CIEA does not accept this claim directly.
It asks:
Did final usable documents increase?
Did expert review time increase?
Did factual correction increase?
Did legal/policy review increase?
Were rejected drafts counted?
Were downstream errors counted?
Was rollback or correction cost counted?
Who is answerable if a draft causes damage?
Possible judgment:
The system may have improved draft generation speed, but real productivity cannot be accepted unless verification time, correction cycles, and responsibility paths are included. Without those counter-surfaces, the claim remains vulnerable to Output QA Displacement and Warranty Gap risk.
This CIEA extension is not a replacement for a delegation cutoff protocol.
| Tool | Function |
|---|---|
| Stop–Go | Pre-delegation authority freeze or expansion decision. |
| CIEA | Performance-claim audit after or during adoption. |
Short version:
Stop–Go asks whether the system may act.
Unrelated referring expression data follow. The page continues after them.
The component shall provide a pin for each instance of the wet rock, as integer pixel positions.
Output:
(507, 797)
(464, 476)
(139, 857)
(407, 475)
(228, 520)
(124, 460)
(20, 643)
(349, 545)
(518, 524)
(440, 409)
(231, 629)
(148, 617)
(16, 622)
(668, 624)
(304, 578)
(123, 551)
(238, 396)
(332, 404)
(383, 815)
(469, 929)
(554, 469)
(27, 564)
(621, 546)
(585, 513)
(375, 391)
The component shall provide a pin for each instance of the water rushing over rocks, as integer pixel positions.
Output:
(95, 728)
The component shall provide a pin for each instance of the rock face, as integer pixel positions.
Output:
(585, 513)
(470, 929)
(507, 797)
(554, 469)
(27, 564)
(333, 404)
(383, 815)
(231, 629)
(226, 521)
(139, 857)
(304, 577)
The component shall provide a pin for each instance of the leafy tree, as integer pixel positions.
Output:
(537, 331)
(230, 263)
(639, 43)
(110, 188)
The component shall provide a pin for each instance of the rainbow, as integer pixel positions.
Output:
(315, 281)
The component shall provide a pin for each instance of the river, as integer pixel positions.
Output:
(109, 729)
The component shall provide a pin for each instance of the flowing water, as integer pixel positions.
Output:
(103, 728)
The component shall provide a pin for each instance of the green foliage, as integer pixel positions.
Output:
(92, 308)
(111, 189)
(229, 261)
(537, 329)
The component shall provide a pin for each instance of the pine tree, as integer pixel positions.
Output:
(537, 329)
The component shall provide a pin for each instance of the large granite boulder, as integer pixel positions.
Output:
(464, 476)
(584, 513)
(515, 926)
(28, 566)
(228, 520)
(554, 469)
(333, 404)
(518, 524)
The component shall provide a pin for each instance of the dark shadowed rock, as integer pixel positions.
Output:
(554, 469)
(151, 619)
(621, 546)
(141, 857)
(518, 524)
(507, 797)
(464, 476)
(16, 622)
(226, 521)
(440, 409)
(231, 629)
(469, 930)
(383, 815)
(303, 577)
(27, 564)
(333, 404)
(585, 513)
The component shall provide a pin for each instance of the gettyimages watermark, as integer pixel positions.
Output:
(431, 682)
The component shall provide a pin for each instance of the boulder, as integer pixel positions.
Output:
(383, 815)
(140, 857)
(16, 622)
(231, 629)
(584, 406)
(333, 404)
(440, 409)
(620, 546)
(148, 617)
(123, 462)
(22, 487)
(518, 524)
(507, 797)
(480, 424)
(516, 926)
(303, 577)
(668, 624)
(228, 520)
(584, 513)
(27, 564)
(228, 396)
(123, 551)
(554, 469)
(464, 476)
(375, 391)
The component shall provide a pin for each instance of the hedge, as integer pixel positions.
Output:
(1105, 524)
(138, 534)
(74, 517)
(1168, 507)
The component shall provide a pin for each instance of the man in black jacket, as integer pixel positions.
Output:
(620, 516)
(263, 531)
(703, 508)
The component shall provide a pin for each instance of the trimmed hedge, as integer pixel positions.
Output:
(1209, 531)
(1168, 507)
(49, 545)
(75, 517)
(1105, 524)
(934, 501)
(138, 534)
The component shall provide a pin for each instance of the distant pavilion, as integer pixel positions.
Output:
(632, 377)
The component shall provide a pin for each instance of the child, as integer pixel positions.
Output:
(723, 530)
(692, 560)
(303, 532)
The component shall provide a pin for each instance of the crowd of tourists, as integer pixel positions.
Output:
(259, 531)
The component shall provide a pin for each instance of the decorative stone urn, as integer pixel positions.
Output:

CIEA asks whether the claimed improvement survived the hidden-cost audit.
This extension does not claim:
It claims only:
AI automation performance claims must include verification, rollback, and responsibility costs before they can be treated as real efficiency.
Generation speed is not productivity until verification cost is counted.
A model output is not operational value unless someone can verify, correct, and answer for it.
Capability without output warranty creates customer-side quality assurance.
A cost is not gone merely because it became a review burden.
Automation has not removed work if it has relocated quality assurance, rollback, and responsibility.